Prior antibiotic therapy was associated with worse overall survival (2 months with prior antibiotic therapy vs 26 months without prior antibiotic therapy, hazard ratio 7.4, 95% CI 4.2-12.9 months, p<0.001) and a higher likelihood of primary disease refractory to ICI therapy (81% vs 44% respectively). Independent of tumour site, disease burden and performance status. No statistically significant difference noted in patients receiving antibiotics who are already established on ICI therapy.
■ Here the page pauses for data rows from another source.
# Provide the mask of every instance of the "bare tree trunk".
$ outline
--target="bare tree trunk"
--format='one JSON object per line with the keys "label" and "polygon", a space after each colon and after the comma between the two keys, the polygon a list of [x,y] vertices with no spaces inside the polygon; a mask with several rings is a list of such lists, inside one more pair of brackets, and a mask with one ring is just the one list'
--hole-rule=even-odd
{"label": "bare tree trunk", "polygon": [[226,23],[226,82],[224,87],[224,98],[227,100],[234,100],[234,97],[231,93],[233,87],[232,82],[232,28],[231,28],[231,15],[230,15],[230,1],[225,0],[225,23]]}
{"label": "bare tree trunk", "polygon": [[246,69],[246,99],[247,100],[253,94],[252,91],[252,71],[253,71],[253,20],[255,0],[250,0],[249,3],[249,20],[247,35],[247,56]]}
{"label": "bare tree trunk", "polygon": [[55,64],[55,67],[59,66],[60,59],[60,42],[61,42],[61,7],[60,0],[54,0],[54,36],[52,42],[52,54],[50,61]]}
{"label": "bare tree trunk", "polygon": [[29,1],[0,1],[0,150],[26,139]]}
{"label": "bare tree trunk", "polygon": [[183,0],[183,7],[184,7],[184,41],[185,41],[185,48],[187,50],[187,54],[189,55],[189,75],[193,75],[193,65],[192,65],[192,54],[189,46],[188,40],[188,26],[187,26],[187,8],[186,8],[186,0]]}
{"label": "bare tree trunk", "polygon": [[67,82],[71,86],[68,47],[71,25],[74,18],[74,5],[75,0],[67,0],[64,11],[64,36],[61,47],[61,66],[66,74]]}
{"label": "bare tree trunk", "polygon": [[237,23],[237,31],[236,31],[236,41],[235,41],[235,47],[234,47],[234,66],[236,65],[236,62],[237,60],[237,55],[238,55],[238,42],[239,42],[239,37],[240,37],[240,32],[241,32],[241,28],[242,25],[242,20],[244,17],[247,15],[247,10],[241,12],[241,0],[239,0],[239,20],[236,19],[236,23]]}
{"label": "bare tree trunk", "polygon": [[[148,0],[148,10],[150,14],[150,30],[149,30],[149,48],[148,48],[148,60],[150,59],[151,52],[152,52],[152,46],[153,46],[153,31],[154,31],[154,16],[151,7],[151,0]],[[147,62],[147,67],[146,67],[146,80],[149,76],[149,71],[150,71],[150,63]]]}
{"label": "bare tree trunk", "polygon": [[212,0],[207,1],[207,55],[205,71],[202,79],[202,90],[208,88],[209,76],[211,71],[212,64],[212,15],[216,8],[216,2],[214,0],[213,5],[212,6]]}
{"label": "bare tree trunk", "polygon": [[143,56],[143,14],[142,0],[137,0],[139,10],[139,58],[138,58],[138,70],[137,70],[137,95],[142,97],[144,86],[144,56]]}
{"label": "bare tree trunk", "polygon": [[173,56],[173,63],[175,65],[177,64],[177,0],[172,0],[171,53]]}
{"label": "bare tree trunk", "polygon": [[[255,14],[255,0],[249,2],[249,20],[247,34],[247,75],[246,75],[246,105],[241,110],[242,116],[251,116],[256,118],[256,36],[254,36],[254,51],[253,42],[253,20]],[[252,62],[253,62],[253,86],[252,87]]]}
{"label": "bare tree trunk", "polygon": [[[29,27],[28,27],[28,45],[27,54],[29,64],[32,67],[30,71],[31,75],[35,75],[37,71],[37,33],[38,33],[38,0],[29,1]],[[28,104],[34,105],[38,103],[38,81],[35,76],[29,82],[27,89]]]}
Receiving broad-spectrum antibiotic therapy in the 30 days prior to starting ICI therapy is associated with worse overall survival and reduced likelihood of radiological response to ICI therapy (presumed to be due to effect on gut microbiome)

Stated Limitations from the Study

Limited sample size and geographical variation

No data on diversity of gut microflora in each patient group

No information on mutational burden of cancers (which may influence prognosis)

Discussion from Journal Club Meeting (?Change of Practice)

  1. New awareness that prescribing broad-spectrum antibiotics to patients with malignant cancer that is treatment-naïve may affect longer-term outcomes if they could go on to have ICI therapy.
  2. Prescribing probiotics may become part of routine clinical practice in the future.
  3. Noted that use of ICI therapy is now routine in multiple metastatic cancer types and that ICI therapy has very different mechanisms of action and therefore side effects compared with other forms of systemic cancer treatment.

Summary by Dr M Taylor. Journal Club Meeting 10 October 2019.